After working as a general nurse for five years, Tindanbil enrolled at the university for a degree in population and family life, and later pursued a master’s degree in public health. That led to a project officer role with Pathfinder International training healthcare professionals and building awareness about unsafe abortions at the community level. As that project came to a close, Tindanbil founded MABIA-Ghana in 2011 to advocate for sound reproductive health policies especially for women, young girls and children who were socially and economically excluded and outside the reach of mainstream services and support.

With little funding in its early days, MABIA-Ghana found creative ways to do this work like teaming up with hairdressers and barbers, for example. “What was our plan? We were supplying them with condoms to give to their clients. We began doing all these innovative things even before we had any funding,” recalls Tindanbil.

Today, with support from various partners, MABIA-Ghana works in every major area of reproductive health, providing a wide array of sexual and reproductive health information, services and products to women and young girls in underserved communities throughout the three northern regions. Working closely with Ghana’s Community-based Health Planning and Services (CHPS), MABIA-Ghana is ensuring that CHPS frontline health workers provide integrated reproductive and family planning services along with routine health services.

MABIA-Ghana also works with two local midwifery training colleges to provide quality preceptorships to trainee midwives as they begin working in the field. “Our students are learning some of the things that sometimes even qualified midwives and nurses do not learn how to do,” notes Tindanbil. “The lifesaving work we are doing is the first of its kind here.”

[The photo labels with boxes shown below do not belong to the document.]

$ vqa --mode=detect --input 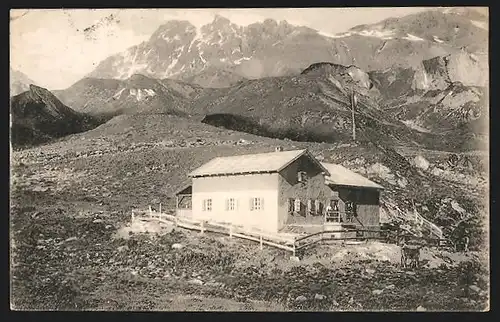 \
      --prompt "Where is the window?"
[314,200,321,214]
[345,201,356,222]
[250,198,264,211]
[288,198,294,214]
[226,198,236,211]
[293,199,300,212]
[297,171,307,182]
[202,199,212,211]
[325,200,342,223]
[330,200,339,211]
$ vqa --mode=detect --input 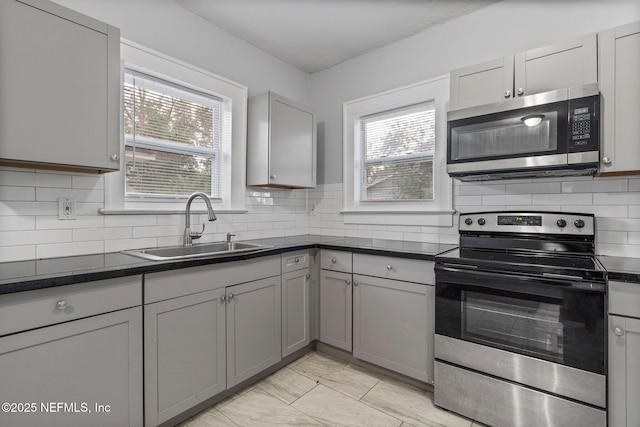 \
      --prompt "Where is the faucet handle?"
[189,224,204,239]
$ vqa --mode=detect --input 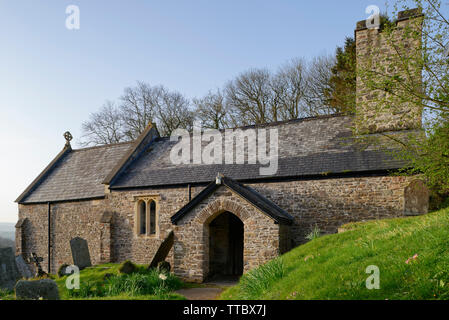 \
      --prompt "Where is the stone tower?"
[355,9,423,133]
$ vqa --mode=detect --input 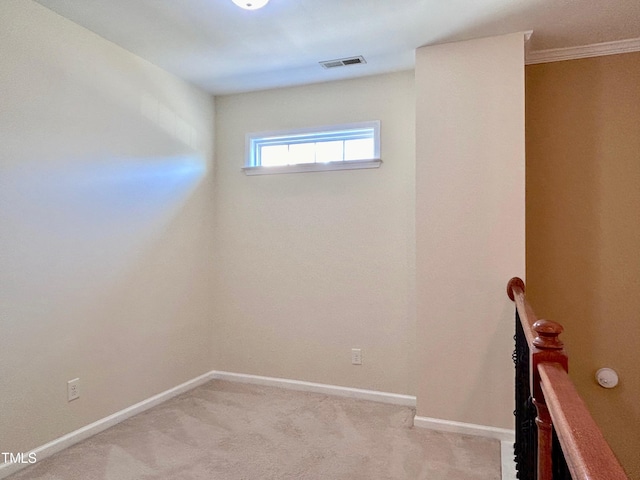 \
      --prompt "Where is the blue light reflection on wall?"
[0,156,206,235]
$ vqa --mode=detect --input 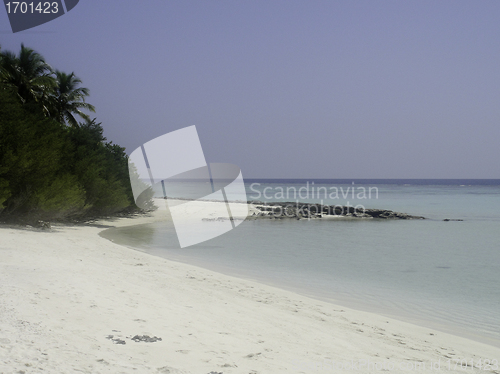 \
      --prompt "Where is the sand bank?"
[0,206,500,374]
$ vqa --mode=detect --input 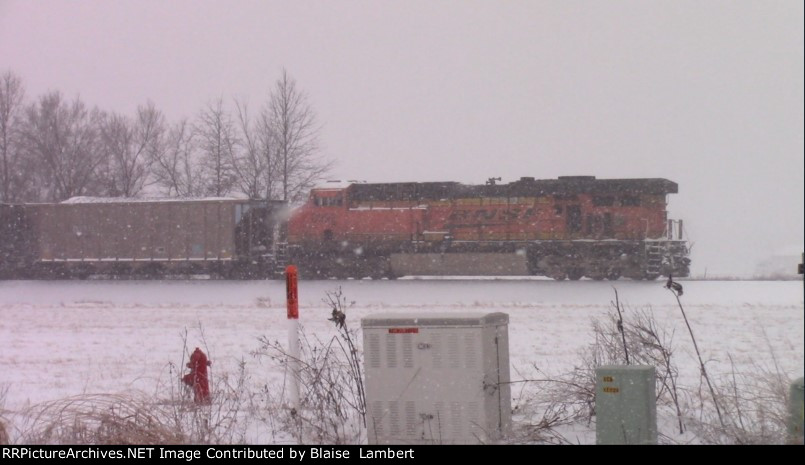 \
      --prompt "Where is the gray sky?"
[0,0,805,274]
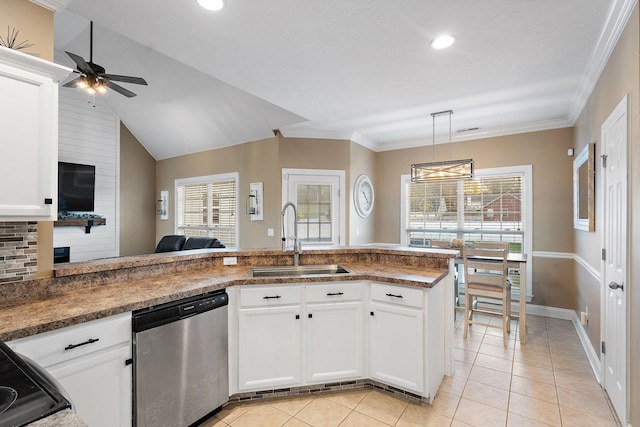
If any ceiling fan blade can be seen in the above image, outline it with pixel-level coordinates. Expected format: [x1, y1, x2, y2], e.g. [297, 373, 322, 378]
[65, 51, 95, 74]
[62, 76, 82, 87]
[101, 74, 147, 86]
[104, 79, 136, 98]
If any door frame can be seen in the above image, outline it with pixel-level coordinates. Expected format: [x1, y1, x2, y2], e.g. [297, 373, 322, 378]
[598, 95, 631, 425]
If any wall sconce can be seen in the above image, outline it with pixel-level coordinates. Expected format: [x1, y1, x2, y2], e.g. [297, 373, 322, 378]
[156, 191, 169, 220]
[247, 182, 264, 221]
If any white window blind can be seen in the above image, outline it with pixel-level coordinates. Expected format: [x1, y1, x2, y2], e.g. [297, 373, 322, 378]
[403, 167, 532, 295]
[176, 174, 238, 248]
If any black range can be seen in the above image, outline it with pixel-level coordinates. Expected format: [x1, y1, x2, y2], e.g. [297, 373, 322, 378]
[0, 341, 71, 427]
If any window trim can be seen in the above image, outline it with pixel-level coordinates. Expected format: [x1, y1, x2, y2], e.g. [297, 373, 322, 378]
[280, 168, 347, 249]
[400, 165, 534, 302]
[173, 172, 240, 249]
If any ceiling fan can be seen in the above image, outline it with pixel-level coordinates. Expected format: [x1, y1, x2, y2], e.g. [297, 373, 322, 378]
[63, 21, 147, 98]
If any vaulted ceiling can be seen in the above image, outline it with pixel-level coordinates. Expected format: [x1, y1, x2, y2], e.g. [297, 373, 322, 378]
[55, 0, 635, 160]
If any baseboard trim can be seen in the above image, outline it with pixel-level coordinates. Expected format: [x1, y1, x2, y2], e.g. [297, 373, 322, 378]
[527, 304, 601, 384]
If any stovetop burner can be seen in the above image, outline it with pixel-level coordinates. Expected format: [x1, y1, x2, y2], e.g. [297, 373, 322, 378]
[0, 341, 70, 427]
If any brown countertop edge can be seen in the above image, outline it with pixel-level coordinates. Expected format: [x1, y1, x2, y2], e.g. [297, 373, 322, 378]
[0, 248, 457, 341]
[53, 244, 459, 277]
[27, 409, 87, 427]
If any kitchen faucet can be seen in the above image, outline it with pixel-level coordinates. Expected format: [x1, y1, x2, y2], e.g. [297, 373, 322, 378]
[282, 202, 302, 267]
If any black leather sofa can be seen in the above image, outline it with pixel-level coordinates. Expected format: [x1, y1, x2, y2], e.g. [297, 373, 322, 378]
[155, 234, 225, 253]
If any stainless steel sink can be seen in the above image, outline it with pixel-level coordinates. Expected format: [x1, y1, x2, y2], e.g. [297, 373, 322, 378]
[251, 264, 351, 277]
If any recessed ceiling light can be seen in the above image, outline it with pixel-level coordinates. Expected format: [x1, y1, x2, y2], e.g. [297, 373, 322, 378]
[431, 34, 456, 49]
[198, 0, 224, 10]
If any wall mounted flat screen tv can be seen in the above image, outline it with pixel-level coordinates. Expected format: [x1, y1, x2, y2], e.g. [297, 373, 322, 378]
[58, 162, 96, 212]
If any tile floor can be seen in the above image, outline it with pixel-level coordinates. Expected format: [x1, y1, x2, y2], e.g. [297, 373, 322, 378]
[201, 316, 620, 427]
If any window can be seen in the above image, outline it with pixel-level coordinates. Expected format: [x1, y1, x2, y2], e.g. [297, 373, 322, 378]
[401, 166, 533, 297]
[282, 169, 345, 248]
[175, 173, 238, 248]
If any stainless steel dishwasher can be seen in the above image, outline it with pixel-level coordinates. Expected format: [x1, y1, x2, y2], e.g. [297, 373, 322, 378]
[133, 290, 229, 427]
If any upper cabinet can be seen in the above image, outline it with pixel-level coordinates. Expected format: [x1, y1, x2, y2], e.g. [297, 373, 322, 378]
[0, 46, 71, 221]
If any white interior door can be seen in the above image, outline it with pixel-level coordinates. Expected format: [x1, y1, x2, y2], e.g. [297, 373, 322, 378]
[601, 96, 628, 424]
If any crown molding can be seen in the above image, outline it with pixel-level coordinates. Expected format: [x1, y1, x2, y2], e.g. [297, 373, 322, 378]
[568, 0, 638, 126]
[29, 0, 70, 12]
[377, 119, 572, 151]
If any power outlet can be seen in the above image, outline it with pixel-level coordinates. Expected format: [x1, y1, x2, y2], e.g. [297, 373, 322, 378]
[580, 307, 589, 326]
[222, 256, 238, 265]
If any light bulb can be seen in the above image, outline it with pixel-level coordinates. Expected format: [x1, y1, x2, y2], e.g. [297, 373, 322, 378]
[76, 76, 87, 89]
[198, 0, 224, 10]
[95, 80, 107, 93]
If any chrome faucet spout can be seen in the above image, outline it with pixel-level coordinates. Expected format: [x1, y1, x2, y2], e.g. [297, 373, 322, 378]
[281, 202, 302, 267]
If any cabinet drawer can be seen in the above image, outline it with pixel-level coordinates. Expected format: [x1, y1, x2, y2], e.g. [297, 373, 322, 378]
[240, 285, 302, 307]
[371, 283, 424, 308]
[306, 282, 362, 303]
[8, 312, 131, 368]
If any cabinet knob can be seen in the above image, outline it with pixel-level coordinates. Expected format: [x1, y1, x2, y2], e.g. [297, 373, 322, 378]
[64, 338, 100, 350]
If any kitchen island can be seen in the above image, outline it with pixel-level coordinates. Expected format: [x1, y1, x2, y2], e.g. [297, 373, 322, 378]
[0, 246, 457, 426]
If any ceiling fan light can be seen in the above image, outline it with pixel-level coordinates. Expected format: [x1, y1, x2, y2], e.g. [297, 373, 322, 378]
[76, 76, 89, 89]
[198, 0, 224, 10]
[431, 34, 456, 49]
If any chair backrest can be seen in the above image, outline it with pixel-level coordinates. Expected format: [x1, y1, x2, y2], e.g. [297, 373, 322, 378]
[462, 242, 509, 288]
[155, 234, 187, 253]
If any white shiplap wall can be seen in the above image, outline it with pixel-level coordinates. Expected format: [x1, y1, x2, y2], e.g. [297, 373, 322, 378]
[53, 92, 120, 262]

In addition to training midwifery students, MABIA-Ghana trains peer educators and community champions who provide education and awareness at the community level about sexual and reproductive health. A 2020 Aspen New Voices Fellow, Tindanbil’s lifechanging work was recognized with the 2020 Aspen Nurse Innovator Grant in collaboration with Johnson & Johnson Foundation. The grant has allowed MABIA-Ghana to scale up its community champions program to four communities.

“Lack of access to family planning and inability to negotiate safe sex means more unwanted pregnancies, more unsafe abortions and more women dying,” says Tindanbil. Also, he adds, “women giving birth younger, and more frequently, put children who do survive at higher risk of poverty, malnutrition and other disabilities that prevent them from reaching their full mental and physical potential.”

From flooding rivers that block access to remote communities to fears of COVID-19 that keep women from accessing services, the challenges he faces are many. But Tindabil is steadfast in his work to fight for reproductive justice for vulnerable populations.

“Women are abused in various ways, and abortions are yet another way women are being abused,” says Tindanbil. “Some of the men who claim they can help the women tell them they have to perform sex for the cervix to dilate before the abortion can be performed. These are some of the various forms of abuse that are happening at the community level that we are trying to end.”

With limited opportunities to continue his education after secondary school, joining nursing training school presented Tindanbil a “respectable” career route. The journey it has led to has become nothing less than his life’s mission.